X-Chromosome Imprinting Affects Brain Morphology
Epigenetic modification of specific genes in eggs or sperm (genomic imprinting) prevents expression of maternal or paternal alleles in offspring. Imprinting of X-chromosome genes has sex-specific effects, because only females are affected by imprinting on paternally inherited X chromosomes (Xp) and imprinting on maternally inherited X chromosomes (Xm) only affects half of female cells, because one X chromosome is inactivated in each cell. Whether imprinting of X-linked genes contributes to sexual dimorphism in brain anatomy and cognition is unclear. To address this question, Lepage et al. examined girls with Turner syndrome, in which either Xp or Xm and X inactivation are absent. Differences in cortical thickness, surface area, and volume were found in several regions. For example, cortical thickness in temporal areas was greater in Xp than in Xm girls, whereas gray matter volume in superior frontal regions was greater in Xm than in Xp girls. The results suggest that imprinting of X-chromosome genes can influence sexual dimorphism in the brain.
Article excerpt: The present findings have direct implications for our understanding of the epigenetic mechanisms involved in sexual dimorphism of the brain that are taking place early in development.
My comment: 16+ years post publication of our review, and some people are just now starting to catch on. Epigenetic imprinting is not limited to certain species, and epigenetic effects of nutrients and pheromones control species diversity. Clearly, not only can imprinting of X-chromosome genes in mammals influence sexual dimorphism in the brain, it will influence nutrient-dependent pheromone-controlled adaptive evolution of the brain and behavior as it influences genetically predisposed, epigenetically-effected human embodied cognition. How could it not?
Excerpted from our review: From Fertilization to Adult Sexual Behavior (1996)
“Yet another kind of epigenetic imprinting occurs in species as diverse as yeast, Drosophila, mice, and humans and is based upon small DNA-binding proteins called “chromo domain” proteins, e.g., polycomb. These proteins affect chromatin structure, often in telomeric regions, and thereby affect transcription and silencing of various genes (Saunders, Chue, Goebl, Craig, Clark, Powers, Eissenberg, Elgin, Rothfield, and Earnshaw, 1993; Singh, Miller, Pearce, Kothary, Burton, Paro, James, and Gaunt, 1991; Trofatter, Long, Murrell, Stotler, Gusella, and Buckler, 1995). Small intranuclear proteins also participate in generating alternative splicing techniques of pre-mRNA and, by this mechanism, contribute to sexual differentiation in at least two species, Drosophila melanogaster and Caenorhabditis elegans (Adler and Hajduk, 1994; de Bono, Zarkower, and Hodgkin, 1995; Ge, Zuo, and Manley, 1991; Green, 1991; Parkhurst and Meneely, 1994; Wilkins, 1995; Wolfner, 1988).

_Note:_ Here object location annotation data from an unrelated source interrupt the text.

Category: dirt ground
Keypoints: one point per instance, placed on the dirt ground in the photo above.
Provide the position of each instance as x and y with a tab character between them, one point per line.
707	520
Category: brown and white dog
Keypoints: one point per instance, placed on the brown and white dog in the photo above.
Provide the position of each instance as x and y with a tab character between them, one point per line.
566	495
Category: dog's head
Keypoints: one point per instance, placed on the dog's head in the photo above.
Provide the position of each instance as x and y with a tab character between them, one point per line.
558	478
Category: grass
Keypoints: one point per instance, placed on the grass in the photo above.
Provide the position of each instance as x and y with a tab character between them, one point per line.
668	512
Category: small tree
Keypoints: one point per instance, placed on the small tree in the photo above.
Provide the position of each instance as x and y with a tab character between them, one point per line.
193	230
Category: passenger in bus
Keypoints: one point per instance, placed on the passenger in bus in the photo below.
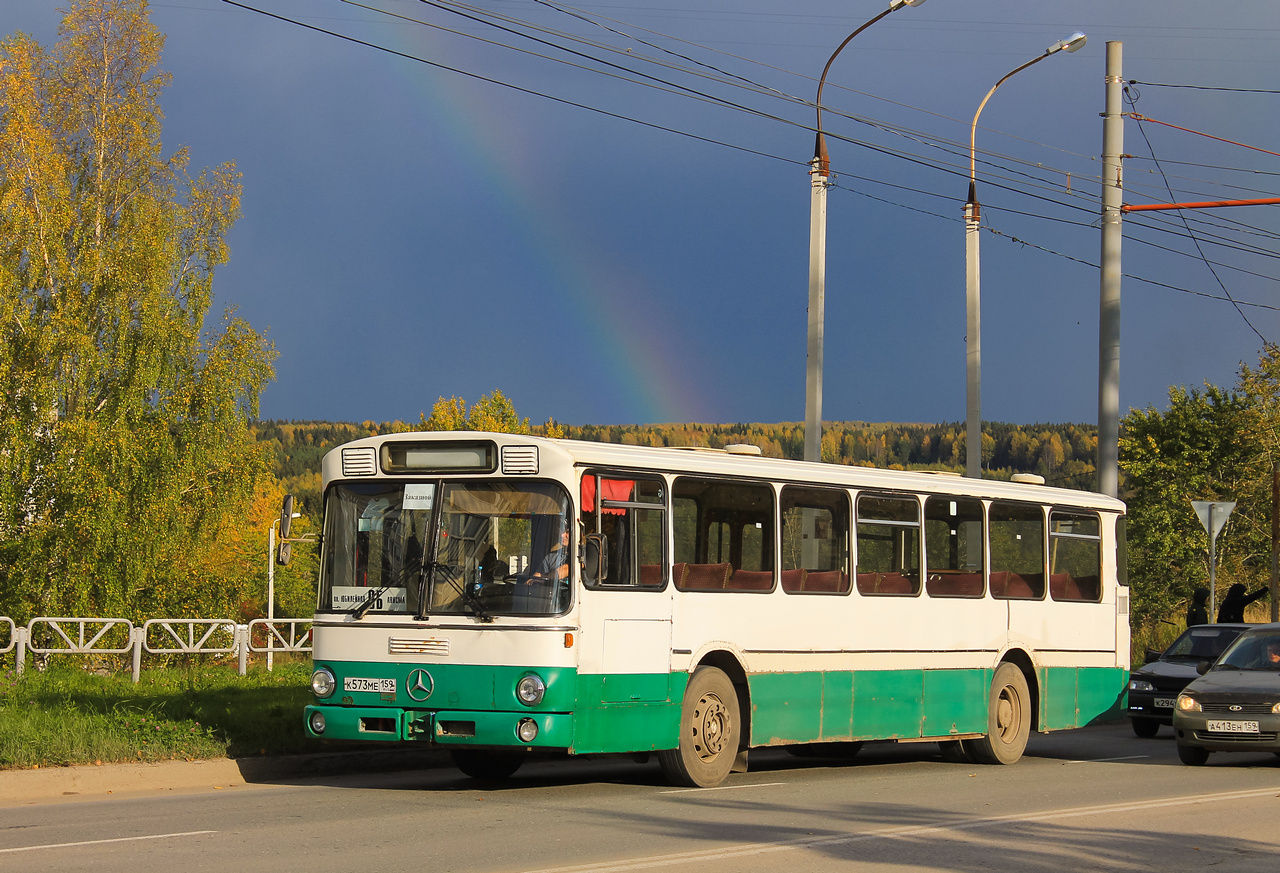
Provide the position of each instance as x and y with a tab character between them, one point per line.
554	565
1197	613
1235	600
490	568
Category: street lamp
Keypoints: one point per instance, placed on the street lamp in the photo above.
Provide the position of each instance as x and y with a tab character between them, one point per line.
286	517
973	310
819	172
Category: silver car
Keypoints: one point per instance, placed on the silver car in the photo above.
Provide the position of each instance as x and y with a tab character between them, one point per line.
1235	703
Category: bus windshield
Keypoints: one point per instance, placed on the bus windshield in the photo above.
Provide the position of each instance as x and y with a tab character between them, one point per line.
479	548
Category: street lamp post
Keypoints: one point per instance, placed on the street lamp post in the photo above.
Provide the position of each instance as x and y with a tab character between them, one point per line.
270	585
973	309
819	173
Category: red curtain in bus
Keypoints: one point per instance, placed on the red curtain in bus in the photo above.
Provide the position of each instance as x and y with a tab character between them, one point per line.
613	489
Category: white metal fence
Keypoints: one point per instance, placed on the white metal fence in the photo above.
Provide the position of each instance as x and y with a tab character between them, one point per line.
49	636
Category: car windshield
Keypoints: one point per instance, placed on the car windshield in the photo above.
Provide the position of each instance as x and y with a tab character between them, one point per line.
498	548
1252	652
1202	643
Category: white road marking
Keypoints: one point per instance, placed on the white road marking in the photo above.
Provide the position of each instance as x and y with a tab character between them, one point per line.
725	787
97	842
894	832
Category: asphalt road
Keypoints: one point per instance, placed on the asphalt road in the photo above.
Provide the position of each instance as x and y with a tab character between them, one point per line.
1097	799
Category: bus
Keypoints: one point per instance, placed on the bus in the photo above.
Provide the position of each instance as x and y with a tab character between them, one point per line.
504	595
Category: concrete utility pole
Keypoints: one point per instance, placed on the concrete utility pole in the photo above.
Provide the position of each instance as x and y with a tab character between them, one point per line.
1109	292
819	176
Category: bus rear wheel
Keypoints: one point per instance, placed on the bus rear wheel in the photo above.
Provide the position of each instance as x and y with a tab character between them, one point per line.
487	766
709	732
1008	720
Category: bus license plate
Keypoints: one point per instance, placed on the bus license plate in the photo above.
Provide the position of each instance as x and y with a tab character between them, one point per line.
1233	727
356	684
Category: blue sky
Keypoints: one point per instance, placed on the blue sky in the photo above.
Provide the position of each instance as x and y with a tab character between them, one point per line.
412	232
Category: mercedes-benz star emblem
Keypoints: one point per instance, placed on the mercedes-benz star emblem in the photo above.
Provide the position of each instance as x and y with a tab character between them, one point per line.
419	685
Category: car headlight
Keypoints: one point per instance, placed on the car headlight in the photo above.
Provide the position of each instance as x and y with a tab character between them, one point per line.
530	689
323	682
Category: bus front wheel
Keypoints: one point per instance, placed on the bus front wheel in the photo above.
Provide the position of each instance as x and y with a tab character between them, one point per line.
709	731
487	766
1008	720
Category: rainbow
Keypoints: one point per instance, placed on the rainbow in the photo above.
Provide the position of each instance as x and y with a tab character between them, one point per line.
636	350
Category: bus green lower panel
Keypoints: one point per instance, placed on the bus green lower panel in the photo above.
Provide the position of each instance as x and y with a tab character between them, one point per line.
1073	696
955	702
602	726
888	704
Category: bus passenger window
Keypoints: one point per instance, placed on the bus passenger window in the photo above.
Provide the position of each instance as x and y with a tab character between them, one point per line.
954	547
629	513
814	540
723	533
888	544
1074	556
1016	551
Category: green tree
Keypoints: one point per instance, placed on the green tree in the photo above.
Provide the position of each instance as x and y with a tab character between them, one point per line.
123	421
1198	449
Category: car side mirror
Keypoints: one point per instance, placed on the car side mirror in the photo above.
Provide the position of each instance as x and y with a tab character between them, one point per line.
595	563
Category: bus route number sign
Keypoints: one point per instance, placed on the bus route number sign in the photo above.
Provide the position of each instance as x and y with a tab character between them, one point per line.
357	684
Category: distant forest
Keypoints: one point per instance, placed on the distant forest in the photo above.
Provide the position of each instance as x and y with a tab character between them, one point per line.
1064	453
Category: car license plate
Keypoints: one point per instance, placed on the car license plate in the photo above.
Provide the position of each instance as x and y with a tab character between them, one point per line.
357	684
1233	727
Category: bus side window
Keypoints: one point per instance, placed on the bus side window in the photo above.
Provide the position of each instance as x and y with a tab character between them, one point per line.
814	540
1074	556
630	515
1016	551
954	547
723	533
888	544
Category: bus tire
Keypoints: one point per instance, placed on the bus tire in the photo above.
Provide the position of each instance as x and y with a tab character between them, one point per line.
709	732
487	766
1009	720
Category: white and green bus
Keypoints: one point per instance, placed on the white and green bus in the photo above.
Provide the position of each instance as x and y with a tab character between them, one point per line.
503	595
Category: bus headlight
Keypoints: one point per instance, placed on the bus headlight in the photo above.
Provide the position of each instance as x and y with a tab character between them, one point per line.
530	690
323	682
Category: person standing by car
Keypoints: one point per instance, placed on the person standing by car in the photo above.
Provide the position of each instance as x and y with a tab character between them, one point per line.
1235	600
1197	613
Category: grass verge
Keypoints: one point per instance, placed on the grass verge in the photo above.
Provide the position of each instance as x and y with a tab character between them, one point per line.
69	716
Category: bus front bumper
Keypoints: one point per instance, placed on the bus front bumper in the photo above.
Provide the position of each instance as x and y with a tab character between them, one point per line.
440	726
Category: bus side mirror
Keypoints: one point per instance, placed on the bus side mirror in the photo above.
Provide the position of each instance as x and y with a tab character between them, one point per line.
595	565
286	519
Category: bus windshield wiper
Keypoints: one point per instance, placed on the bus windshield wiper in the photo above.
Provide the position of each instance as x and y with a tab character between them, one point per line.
467	595
368	603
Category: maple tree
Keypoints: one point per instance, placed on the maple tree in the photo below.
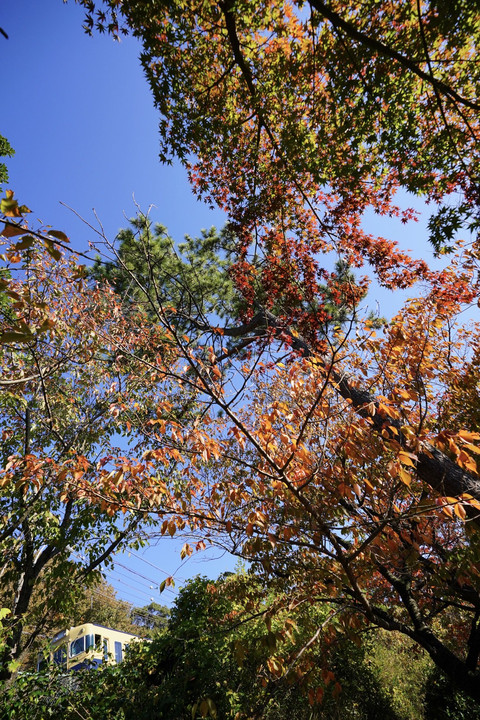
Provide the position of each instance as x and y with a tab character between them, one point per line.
358	494
349	476
61	387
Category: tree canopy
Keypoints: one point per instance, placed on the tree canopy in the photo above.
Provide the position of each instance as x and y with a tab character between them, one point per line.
340	461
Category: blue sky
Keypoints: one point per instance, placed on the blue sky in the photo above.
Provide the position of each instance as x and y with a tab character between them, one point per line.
80	117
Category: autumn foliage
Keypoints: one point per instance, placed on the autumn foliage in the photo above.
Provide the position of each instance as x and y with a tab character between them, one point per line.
337	456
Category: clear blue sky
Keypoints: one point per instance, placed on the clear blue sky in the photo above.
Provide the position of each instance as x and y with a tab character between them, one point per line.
79	115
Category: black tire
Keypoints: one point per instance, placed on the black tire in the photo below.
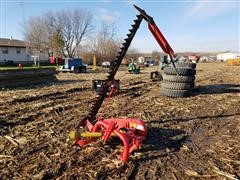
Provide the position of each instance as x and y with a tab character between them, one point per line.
192	85
76	70
185	64
175	93
180	71
176	86
83	69
94	85
180	79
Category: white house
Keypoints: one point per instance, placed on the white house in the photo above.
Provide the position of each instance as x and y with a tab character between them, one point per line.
13	51
226	56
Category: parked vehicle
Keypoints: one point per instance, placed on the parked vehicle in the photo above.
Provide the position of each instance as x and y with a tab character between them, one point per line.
75	65
106	64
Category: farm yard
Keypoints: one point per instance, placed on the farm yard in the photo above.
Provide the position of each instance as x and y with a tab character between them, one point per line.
188	138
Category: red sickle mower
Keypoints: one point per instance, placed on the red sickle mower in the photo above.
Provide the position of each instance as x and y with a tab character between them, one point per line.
129	130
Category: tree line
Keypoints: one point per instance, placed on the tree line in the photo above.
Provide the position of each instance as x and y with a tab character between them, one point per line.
72	33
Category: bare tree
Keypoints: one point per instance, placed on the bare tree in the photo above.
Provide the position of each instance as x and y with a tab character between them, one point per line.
68	27
36	34
105	45
74	26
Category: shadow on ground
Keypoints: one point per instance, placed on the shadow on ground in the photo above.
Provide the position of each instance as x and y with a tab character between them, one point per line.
217	89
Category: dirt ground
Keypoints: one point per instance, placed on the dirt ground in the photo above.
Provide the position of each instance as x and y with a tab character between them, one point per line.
189	138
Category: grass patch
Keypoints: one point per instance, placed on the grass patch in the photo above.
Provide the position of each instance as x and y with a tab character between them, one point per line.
26	67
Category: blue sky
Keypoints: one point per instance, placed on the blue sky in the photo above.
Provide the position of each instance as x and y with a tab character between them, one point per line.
188	25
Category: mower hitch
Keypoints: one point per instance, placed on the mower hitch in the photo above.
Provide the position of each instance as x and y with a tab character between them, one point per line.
130	131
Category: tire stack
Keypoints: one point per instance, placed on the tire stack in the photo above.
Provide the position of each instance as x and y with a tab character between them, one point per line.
180	83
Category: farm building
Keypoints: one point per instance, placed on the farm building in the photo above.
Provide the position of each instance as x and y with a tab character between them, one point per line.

That similar proteins perform functions in humans suggests the possibility that some human sex differences may arise from alternative splicings of otherwise identical genes.
A potential ramification of epigenetic imprinting and alternative splicing may be occurring in Xq28, a chromosomal region implicated in homosexual orientation (Brook, 1993; Hu, Pattatucci, Patterson, Li, Fulker, Cherny, Kruglyak, and Hamer, 1995; Turner, 1995). Xq28 contains one of the X chromosome’s two pseudoautosomal regions (PARs), adjoins the telomere, and has various means of gene expression control (D’Esposito, Ciccodicola, Gianfrancesco, Esposito, Flagiello, Mazzarella, Schiessinger, and D’Urso (1996). Xq28, therefore, is a chromosomal region that has many of the heterochromatic and telomeric characteristics that participate in sexual determination and behavior in other species.